El jubilado, por Ángel Márquez


Hace unos días me he jubilado o me han jubilado.

En estas primeras jornadas, el nombre y la situación de jubilado me vienen grandes, es un paso distinto a los pasos hechos y acostumbrados durante tantos y tantos años.

En esta nueva situación, mis primeros andares son infantiles, dubitativos y beodos. Se sueña y se espera durante demasiado tiempo e ilusión que la jubilación llegue. Siempre la hemos soñado como una liberación de todas nuestras obligaciones, como un cambio radical en que todas nuestras acciones y actividades serán distintas y diferentes. No cabe duda que esta afirmación lleva algo de verdad, pero también lleva más verdad aún, que la vida sigue llena de sus hábitos cotidianos y normalmente estos hábitos se acrecientan con el paso de los años.

No pongo en duda los cambios que la jubilación trae, pero las costumbres y necesidades fisiológicas que teníamos cuando trabajábamos siguen existiendo; tenemos que comer todos los días y algunos dientes y muelas nos recuerdan que somos mayores. El estomago en el mismo camino no se queda atrás, y siguiendo ese mismo camino, ya al final, algunos músculos perezosos actúan algunos días como si estuvieran jubilados. Con trabajo o sin trabajo, jubilados o sin jubilar, entramos todos los días al cuarto de baño y saludamos a nuestro clon frente al espejo.

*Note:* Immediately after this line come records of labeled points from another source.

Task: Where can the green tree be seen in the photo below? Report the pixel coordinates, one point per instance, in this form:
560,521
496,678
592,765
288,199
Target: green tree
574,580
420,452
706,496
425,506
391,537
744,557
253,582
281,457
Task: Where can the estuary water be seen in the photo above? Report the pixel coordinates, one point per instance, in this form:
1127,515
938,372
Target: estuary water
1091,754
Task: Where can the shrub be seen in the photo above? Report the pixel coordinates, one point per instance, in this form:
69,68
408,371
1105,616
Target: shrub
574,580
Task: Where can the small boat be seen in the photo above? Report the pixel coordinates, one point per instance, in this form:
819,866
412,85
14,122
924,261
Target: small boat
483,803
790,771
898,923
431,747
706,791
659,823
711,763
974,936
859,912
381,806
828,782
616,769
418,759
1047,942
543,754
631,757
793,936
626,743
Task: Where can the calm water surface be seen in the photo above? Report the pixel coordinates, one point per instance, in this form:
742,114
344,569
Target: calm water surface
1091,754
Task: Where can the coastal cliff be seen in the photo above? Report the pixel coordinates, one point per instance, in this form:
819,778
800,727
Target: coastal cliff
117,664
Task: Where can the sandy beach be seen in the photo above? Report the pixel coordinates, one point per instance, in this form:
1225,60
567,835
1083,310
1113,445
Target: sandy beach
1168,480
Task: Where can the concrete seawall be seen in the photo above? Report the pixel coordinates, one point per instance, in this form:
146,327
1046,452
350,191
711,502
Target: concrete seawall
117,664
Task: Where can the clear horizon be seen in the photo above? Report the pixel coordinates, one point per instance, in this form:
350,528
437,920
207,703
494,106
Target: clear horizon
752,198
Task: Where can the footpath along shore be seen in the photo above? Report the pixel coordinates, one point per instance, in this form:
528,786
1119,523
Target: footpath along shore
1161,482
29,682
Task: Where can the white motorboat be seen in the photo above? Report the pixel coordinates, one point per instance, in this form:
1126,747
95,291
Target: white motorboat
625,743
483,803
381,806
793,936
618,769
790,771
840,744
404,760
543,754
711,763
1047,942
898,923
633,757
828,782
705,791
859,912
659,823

A un jubilado, antes de que le llegue la paga, lo que recibe ante sus ojos es una explanada virgen y de barbecho de tiempo muy grande y casi ilimitado que antes estaba cultivado por el trabajo. Cómo llenar o cómo pasar ese tiempo de esas ocho o diez horas que disponemos de más y que antes no poseíamos es el nuevo trabajo.

La manera en que ese tiempo se rellene consigue que cada jubilado, a pesar que tengamos el mismo titulo y el mismo carnet, sea distinto de otros. Unos optan por mirar y dejar pasar el tiempo, y otros, entre estos me quiero yo encontrar, se suben a ese tiempo para vivirlo en su plenitud.

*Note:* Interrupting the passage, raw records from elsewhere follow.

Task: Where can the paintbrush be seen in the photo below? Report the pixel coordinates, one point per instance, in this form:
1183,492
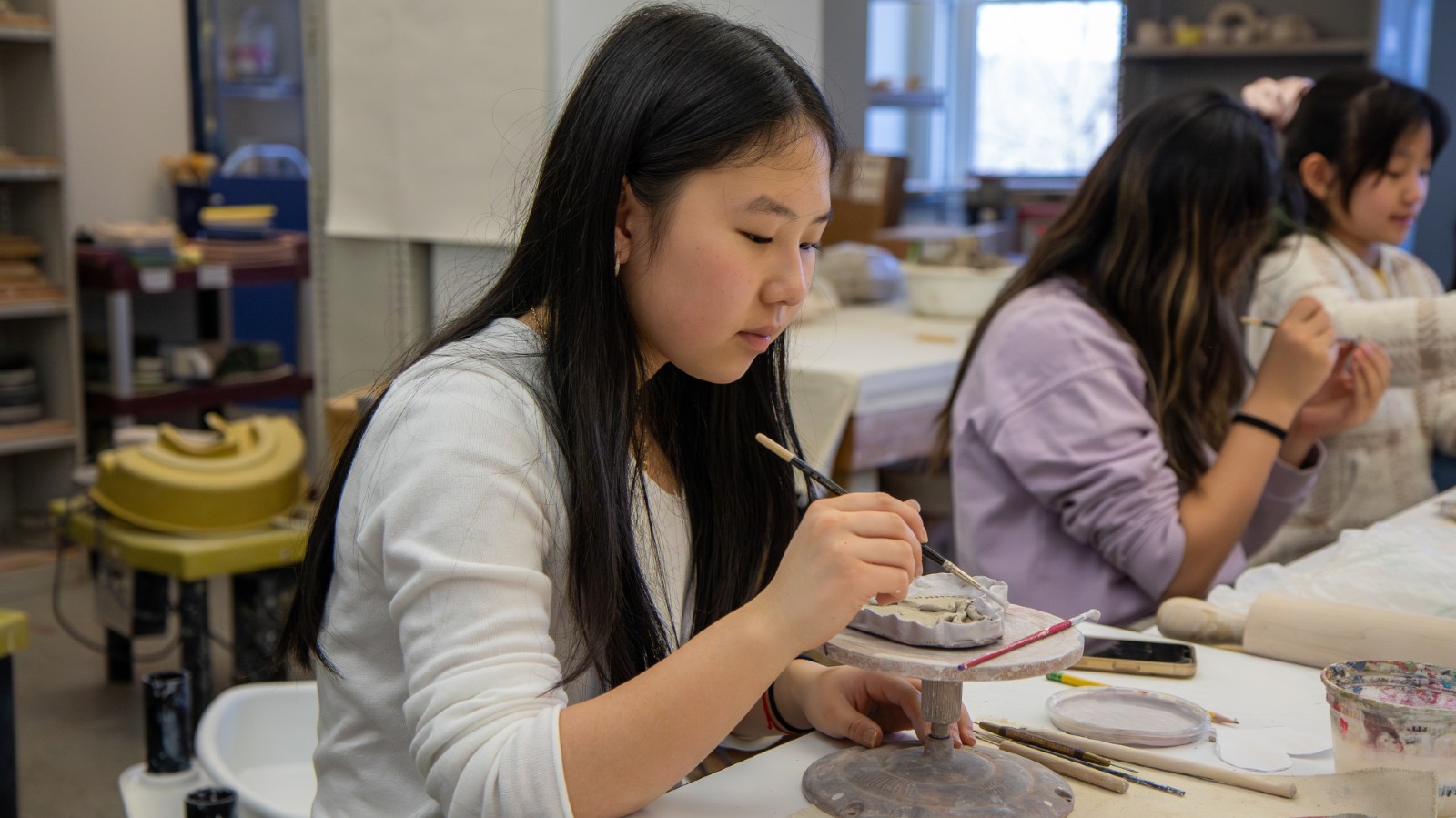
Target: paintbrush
1094,614
1251,320
836,490
1126,773
1079,682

En la edad de los jubilados no sé si el tiempo es oro, lo que sí sé es que no es calderilla. Los años tienen el distintivo irrevocable de no mirar y no dar marcha atrás. Estos años nos anuncian que nuestra vida es más corta que la de un adolescente. Seguro que nuestro tiempo no llegará a ser oro, pero tampoco por este lo cambiaria.

Creo que estos primeros pasos, cuando dejen de ser infantiles y beodos y cuando los enderece, quiero encaminarlos a llenar de actividades gratas toda esta extensión de tiempo que se me presenta. La misma sociedad con sus instituciones se encarga de presentarnos actividades para ir rellenando día tras día las horas de éstos. A la vez, en esta sociedad en la que los dos miembros de la pareja trabajan, un jubilado con el título de abuelo se ha convertido en un comodín que lo mismo sirve para un roto que para un descosido. Los nietos, sin son un poco activos, son Atilas para los jubilados-abuelos.

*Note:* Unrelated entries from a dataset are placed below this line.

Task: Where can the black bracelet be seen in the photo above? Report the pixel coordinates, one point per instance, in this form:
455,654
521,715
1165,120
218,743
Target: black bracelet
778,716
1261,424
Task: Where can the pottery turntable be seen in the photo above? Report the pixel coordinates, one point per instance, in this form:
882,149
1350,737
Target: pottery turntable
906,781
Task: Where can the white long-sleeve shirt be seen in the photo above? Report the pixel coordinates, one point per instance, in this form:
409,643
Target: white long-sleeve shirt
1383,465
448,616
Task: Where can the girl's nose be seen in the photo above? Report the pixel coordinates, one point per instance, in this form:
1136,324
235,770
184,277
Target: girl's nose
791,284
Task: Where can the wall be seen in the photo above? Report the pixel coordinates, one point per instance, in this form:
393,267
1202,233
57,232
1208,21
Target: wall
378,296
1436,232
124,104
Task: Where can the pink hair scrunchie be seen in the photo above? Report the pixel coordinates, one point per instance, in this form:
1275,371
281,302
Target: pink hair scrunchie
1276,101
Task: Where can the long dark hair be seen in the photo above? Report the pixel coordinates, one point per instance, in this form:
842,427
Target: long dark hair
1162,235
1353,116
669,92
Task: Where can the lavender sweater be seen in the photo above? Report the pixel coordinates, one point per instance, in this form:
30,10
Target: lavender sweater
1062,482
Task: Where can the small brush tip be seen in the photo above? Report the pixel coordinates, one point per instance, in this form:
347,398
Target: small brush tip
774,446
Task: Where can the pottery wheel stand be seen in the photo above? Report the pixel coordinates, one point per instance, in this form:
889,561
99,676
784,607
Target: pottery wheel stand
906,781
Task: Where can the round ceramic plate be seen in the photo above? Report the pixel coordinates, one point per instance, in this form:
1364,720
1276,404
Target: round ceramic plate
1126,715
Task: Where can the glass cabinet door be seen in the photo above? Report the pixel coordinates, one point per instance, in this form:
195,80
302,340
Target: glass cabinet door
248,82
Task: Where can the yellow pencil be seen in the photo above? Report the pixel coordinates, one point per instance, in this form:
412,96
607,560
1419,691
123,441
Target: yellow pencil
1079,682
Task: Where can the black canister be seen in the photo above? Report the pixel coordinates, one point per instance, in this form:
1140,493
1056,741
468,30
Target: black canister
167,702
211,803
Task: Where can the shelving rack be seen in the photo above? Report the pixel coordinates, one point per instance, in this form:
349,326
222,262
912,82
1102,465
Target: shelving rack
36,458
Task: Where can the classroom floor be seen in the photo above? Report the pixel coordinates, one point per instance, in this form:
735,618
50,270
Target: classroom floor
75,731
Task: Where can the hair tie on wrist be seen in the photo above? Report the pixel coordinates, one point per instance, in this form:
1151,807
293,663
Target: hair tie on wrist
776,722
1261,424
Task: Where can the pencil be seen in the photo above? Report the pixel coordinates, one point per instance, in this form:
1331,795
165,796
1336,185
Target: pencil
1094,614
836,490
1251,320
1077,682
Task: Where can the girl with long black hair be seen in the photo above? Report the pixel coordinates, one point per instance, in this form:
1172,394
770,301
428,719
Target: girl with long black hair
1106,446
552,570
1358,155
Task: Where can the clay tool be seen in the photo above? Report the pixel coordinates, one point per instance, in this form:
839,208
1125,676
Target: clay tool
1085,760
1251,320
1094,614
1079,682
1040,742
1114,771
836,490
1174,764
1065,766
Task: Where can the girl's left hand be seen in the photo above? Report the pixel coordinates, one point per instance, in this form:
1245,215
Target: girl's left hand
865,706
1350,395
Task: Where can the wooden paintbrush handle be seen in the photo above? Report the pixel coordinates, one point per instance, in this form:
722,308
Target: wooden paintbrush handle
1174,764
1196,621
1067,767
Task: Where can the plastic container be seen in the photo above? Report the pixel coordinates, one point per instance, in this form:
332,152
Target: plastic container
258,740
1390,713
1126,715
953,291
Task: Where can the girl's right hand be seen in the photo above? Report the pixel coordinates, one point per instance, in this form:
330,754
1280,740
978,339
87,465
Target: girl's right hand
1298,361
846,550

En estos pocos días que llevo en esta nueva “profesión” el cambio más rotundo que he experimentado es de venganza y superioridad con mi gran enemigo, el despertador. Por la naturaleza de mi oficio he tenido que pelearme con él muchas madrugadas. Con su voz de guillotina mellada me ha dado miles de sobresaltos y me ha quitado cientos de dulces sueños. Han sido muchos los esfuerzos de contención para no estrellarlo contra el suelo (reconozco que alguna que otra vez se caía en contra de mi voluntad, pero esto no me importaba, para que pagara su desfachatez). En verdad, si un enemigo acérrimo he tenido en mi vida laboral ese ha sido el despertador. Ahora, en esta nueva situación, me he liberado de su garra. Creo que en muy pocas y contadas ocasiones necesitaré ahora de su servicio y cuando así sea, será para abrir el día a nuevas emociones.

Ahora toca mirar la vida en todas sus direcciones, con todos sus paisajes y colores, después de haber estado mirando durante mucho tiempo el gris característico de las carreteras; ahora toca mirar la carretera del arcoíris.